Musikvereine gibt es viele. Den Musikverein gibt es nur einmal. Musikfreunde auf der ganzen Welt kennen ihn als Zentrum der Wiener Musikkultur, als Mittelpunkt des internationalen Konzertlebens, als Eldorado klassischer Musik.

 

Im Dezember 1857 freute man sich im Musikverein über ein "großartiges, echt kaiserliches Weihnachtsgeschenk". Kaiser Franz Joseph 1. hatte die Schleifung der alten Stadtmauern bewilligt und damit die Möglichkeit einer großangelegten Stadterweiterung geschaffen. Die Wiener Ringstraßenzeit begann. Neue Gebäude - darunter ein Opernhaus, Galerien und Museen - sollten nach kaiserlichem Ratschluß an der Ringstraße entstehen, und so machte man sich auch im Musikverein Hoffnung, endlich dem alten Musikvereinsgebäude zu entkommen.

Dieses Haus - in der Inneren Stadt, Tuchlauben Nr. 12, gelegen - war 1831 bezogen worden und enthielt den ersten wirklichen Konzertsaal Wiens. 700 Zuhörer fanden darin Platz - eine Dimension, die dem Publikumsansturm bald nicht mehr genügte. Trotzdem war wieder einmal Geduld gefordert. Denn erst 1863 zeigte sich der Kaiser spendabel und überließ der Gesellschaft ein großes Areal vis-ä-vis der Karlskirche.
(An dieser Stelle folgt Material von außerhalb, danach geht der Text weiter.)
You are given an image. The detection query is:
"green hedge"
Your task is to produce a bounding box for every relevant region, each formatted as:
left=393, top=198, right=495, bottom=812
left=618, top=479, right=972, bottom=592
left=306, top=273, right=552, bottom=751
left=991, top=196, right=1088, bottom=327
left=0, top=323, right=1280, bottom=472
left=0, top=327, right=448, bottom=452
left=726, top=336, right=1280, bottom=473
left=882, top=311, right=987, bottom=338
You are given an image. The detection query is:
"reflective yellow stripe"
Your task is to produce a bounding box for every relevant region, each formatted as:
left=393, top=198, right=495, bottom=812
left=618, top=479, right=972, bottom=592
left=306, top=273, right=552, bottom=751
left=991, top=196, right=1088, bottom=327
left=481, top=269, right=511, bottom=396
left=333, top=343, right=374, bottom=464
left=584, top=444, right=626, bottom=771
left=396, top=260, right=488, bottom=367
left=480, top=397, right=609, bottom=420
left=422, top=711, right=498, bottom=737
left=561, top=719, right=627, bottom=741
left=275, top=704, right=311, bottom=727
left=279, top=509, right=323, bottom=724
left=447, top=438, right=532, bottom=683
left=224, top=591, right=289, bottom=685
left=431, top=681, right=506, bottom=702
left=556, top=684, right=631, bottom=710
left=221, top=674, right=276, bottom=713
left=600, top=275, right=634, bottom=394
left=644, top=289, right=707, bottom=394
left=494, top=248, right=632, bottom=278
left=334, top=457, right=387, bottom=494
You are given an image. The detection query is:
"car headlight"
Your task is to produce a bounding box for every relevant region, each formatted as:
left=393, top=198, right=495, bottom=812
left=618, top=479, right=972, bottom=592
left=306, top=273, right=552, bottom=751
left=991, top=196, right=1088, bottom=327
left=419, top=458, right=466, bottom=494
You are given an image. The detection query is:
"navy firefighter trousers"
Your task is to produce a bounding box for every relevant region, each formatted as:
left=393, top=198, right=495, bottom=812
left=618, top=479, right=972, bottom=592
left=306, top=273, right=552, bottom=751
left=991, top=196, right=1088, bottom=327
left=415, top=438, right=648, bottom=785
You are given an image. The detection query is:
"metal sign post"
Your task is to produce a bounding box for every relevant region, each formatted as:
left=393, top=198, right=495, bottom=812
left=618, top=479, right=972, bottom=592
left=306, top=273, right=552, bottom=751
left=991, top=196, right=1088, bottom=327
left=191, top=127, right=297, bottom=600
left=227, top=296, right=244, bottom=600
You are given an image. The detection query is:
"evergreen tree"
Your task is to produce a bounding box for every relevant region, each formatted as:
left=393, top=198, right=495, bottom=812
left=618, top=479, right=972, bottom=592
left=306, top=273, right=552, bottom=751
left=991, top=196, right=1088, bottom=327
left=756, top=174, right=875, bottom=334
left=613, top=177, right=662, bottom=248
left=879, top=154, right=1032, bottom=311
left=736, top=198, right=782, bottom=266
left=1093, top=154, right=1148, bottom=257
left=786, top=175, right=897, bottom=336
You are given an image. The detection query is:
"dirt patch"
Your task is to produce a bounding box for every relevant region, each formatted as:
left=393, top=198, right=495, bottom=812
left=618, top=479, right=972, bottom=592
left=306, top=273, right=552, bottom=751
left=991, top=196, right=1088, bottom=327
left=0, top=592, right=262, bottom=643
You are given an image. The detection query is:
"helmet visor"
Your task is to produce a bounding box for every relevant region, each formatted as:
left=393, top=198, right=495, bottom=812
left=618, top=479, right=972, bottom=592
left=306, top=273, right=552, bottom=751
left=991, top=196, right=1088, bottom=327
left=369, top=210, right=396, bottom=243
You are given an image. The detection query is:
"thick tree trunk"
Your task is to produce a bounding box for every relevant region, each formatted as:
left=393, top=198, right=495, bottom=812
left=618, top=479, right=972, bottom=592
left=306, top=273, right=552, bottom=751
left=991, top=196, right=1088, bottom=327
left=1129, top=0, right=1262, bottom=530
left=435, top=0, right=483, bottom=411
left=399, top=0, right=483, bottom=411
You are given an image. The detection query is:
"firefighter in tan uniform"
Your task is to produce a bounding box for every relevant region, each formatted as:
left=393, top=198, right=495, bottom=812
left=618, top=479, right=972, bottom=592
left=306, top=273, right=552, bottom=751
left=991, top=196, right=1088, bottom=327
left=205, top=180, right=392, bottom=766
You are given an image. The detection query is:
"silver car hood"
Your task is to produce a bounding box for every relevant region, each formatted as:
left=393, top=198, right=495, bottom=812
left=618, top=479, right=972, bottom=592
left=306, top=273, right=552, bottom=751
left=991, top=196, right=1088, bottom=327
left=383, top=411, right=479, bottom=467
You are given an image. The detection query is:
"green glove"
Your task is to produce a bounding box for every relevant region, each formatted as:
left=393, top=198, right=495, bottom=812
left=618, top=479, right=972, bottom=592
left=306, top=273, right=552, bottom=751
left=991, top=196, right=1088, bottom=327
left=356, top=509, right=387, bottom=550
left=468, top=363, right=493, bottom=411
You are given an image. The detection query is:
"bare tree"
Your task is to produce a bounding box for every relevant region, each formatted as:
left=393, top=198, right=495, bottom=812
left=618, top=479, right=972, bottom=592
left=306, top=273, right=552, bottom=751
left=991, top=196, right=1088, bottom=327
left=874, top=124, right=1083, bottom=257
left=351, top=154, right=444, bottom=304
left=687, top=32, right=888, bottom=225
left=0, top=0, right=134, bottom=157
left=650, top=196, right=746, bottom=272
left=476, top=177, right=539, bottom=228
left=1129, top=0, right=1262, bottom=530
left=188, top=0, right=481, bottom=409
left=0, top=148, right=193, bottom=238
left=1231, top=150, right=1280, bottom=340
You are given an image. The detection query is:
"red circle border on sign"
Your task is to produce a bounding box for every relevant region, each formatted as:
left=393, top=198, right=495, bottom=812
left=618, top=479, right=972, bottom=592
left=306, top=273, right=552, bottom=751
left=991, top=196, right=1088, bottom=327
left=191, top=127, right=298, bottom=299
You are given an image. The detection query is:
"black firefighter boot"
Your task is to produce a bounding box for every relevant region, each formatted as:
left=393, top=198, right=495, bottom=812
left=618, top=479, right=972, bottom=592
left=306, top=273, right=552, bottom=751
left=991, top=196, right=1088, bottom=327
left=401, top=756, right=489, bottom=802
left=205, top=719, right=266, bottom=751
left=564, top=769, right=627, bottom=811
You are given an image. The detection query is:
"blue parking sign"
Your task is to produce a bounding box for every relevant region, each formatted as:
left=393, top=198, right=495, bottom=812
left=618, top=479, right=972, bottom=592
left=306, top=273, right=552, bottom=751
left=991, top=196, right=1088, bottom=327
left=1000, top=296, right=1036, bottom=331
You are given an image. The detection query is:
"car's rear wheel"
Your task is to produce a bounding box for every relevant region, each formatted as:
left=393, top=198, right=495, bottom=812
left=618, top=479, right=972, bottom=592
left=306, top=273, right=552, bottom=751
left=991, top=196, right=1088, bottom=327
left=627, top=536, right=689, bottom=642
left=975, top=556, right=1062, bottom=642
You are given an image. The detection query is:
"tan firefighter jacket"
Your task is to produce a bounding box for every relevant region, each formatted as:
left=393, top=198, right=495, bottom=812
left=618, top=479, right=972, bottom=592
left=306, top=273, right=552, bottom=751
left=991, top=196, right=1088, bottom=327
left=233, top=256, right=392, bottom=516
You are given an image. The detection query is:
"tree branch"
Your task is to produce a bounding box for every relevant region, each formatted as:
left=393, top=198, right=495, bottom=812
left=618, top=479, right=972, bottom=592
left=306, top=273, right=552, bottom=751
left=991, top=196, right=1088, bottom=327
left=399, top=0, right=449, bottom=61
Die Musikfreunde hatten die Chance, sich mit einem repräsentativen Bau ins Ensemble der Ringstraßen-Architektur einzufügen. Sie planten entsprechend großzügig. Gleich zwei Konzertsäle sollten im neuen Haus Platz finden. Prominente Architekten, unter ihnen Theophil Hansen, August Siccard von Siccardsburg und Eduard van der Nüll, wurden eingeladen, entsprechende Entwürfe auszuarbeiten. Siccardsburg und van der Nüll, die Schöpfer der Hofoper, winkten ab. Hansen blieb übrig - und erwies sich als allererste Wahl.

 

Für die Aufführung "classischer Werke" hatte Hansen ein wahrhaft klassisches Ambiente geschaffen. Die Musikfreunde konnten stolz sein auf ihr neues Haus. Mit feierlicher Freude formulierten sie 1870, drei Jahre nach dem ersten Spatenstich, die Urkunde zur Schlußsteinlegung:

"Der Tonkunst in Schule und Meisterschaft geweiht, soll dies Haus sein und bleiben: ein Kunstwerk an sich, eine Heimat der Musik, eine Zierde der Stadt und des Reiches."